Re: [RFC PATCH 0/8] KVM: Prepopulate guest memory API

Isaku Yamahata <isaku.yamahata@xxxxxxxxx> · Wed, 3 Apr 2024 15:00:23 -0700

On Wed, Apr 03, 2024 at 11:30:21AM -0700,
Sean Christopherson <seanjc@xxxxxxxxxx> wrote:

> On Tue, Mar 19, 2024, Isaku Yamahata wrote:
> > On Wed, Mar 06, 2024 at 06:09:54PM -0800,
> > Isaku Yamahata <isaku.yamahata@xxxxxxxxxxxxxxx> wrote:
> > 
> > > On Wed, Mar 06, 2024 at 04:53:41PM -0800,
> > > David Matlack <dmatlack@xxxxxxxxxx> wrote:
> > > 
> > > > On 2024-03-01 09:28 AM, isaku.yamahata@xxxxxxxxx wrote:
> > > > > From: Isaku Yamahata <isaku.yamahata@xxxxxxxxx>
> > > > > 
> > > > > Implementation:
> > > > > - x86 KVM MMU
> > > > >   In x86 KVM MMU, I chose to use kvm_mmu_do_page_fault().  It's not confined to
> > > > >   KVM TDP MMU.  We can restrict it to KVM TDP MMU and introduce an optimized
> > > > >   version.
> > > > 
> > > > Restricting to TDP MMU seems like a good idea. But I'm not quite sure
> > > > how to reliably do that from a vCPU context. Checking for TDP being
> > > > enabled is easy, but what if the vCPU is in guest-mode?
> > > 
> > > As you pointed out in other mail, legacy KVM MMU support or guest-mode will be
> > > troublesome.
> 
> Why is shadow paging troublesome?  I don't see any obvious issues with effectively
> prefetching into a shadow MMU with read fault semantics.  It might be pointless
> and wasteful, as the guest PTEs need to be in place, but that's userspace's problem.

The populating address for shadow paging is GVA, not GPA.  I'm not sure if
that's what the user space wants.  If it's user-space problem, I'm fine.

> Testing is the biggest gap I see, as using the ioctl() for shadow paging will
> essentially require a live guest, but that doesn't seem like it'd be too hard to
> validate.  And unless we lock down the ioctl() to only be allowed on vCPUs that
> have never done KVM_RUN, we need that test coverage anyways.

So far I tried only TDP MMU case.  I can try other MMU type.

> And I don't think it makes sense to try and lock down the ioctl(), because for
> the enforcement to have any meaning, KVM would need to reject the ioctl() if *any*
> vCPU has run, and adding that code would likely add more complexity than it solves.
> 
> > > The use case I supposed is pre-population before guest runs, the guest-mode
> > > wouldn't matter. I didn't add explicit check for it, though.
> 
> KVM shouldn't have an explicit is_guest_mode() check, the support should be a
> property of the underlying MMU, and KVM can use the TDP MMU for L2 (if L1 is
> using legacy shadow paging, not TDP).

I see.  So the type of the populating address can vary depending on vcpu mode.
It's user-space problem which address (GVA, L1 GPA, L2 GPA) is used.

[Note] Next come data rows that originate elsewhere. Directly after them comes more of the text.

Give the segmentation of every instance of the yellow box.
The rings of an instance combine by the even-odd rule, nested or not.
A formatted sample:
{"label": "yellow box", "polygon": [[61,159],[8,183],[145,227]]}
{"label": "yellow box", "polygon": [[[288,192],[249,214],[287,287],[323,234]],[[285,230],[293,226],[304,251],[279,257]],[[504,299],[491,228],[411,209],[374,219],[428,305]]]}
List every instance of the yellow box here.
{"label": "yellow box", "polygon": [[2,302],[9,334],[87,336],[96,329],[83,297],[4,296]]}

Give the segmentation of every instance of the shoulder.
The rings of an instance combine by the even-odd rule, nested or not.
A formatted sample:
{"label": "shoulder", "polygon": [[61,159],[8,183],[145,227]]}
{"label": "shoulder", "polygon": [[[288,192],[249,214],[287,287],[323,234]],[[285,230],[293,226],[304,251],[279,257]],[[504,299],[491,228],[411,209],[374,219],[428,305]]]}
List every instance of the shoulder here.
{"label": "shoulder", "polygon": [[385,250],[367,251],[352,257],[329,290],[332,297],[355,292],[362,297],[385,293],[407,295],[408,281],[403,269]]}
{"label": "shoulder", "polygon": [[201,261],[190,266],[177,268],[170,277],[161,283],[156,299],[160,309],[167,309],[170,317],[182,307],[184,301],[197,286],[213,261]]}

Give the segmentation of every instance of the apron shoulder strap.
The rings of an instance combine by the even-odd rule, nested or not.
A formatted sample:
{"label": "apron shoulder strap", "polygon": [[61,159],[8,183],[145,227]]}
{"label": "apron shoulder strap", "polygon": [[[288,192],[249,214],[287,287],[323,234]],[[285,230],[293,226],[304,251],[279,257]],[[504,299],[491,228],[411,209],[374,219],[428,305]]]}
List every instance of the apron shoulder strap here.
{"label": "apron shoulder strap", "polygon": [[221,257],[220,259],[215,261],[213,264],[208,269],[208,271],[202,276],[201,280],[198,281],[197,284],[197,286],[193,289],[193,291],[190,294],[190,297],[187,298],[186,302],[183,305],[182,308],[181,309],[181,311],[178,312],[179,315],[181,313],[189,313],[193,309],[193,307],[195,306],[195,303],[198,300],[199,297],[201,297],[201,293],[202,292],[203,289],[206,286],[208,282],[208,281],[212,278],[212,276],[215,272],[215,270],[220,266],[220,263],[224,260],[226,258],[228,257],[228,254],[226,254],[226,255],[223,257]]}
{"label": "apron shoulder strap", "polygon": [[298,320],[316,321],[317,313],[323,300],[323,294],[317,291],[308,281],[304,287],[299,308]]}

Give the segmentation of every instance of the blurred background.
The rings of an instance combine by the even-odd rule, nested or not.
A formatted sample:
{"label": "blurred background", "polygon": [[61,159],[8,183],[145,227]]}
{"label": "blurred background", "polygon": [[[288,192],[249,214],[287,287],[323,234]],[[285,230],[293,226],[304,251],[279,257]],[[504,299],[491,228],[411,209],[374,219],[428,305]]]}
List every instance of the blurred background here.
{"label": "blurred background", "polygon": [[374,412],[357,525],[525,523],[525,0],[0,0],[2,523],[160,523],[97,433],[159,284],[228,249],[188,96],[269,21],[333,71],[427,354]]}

> > > Any use case while vcpus running?
> > > 
> > > 
> > > > Perhaps we can just return an error out to userspace if the vCPU is in
> > > > guest-mode or TDP is disabled, and make it userspace's problem to do
> > > > memory mapping before loading any vCPU state.
> > > 
> > > If the use case for default VM or sw-proteced VM is to avoid excessive kvm page
> > > fault at guest boot, error on guest-mode or disabled TDP wouldn't matter.
> > 
> > Any input?  If no further input, I assume the primary use case is pre-population
> > before guest running.
> 
> Pre-populating is the primary use case, but that could happen if L2 is active,
> e.g. after live migration.
> 
> I'm not necessarily opposed to initially adding support only for the TDP MMU, but
> if the delta to also support the shadow MMU is relatively small, my preference
> would be to add the support right away.  E.g. to give us confidence that the uAPI
> can work for multiple MMUs, and so that we don't have to write documentation for
> x86 to explain exactly when it's legal to use the ioctl().

If we call kvm_mmu.page_fault() without caring of what address will be
populated, I don't see the big difference.  
-- 
Isaku Yamahata <isaku.yamahata@xxxxxxxxx>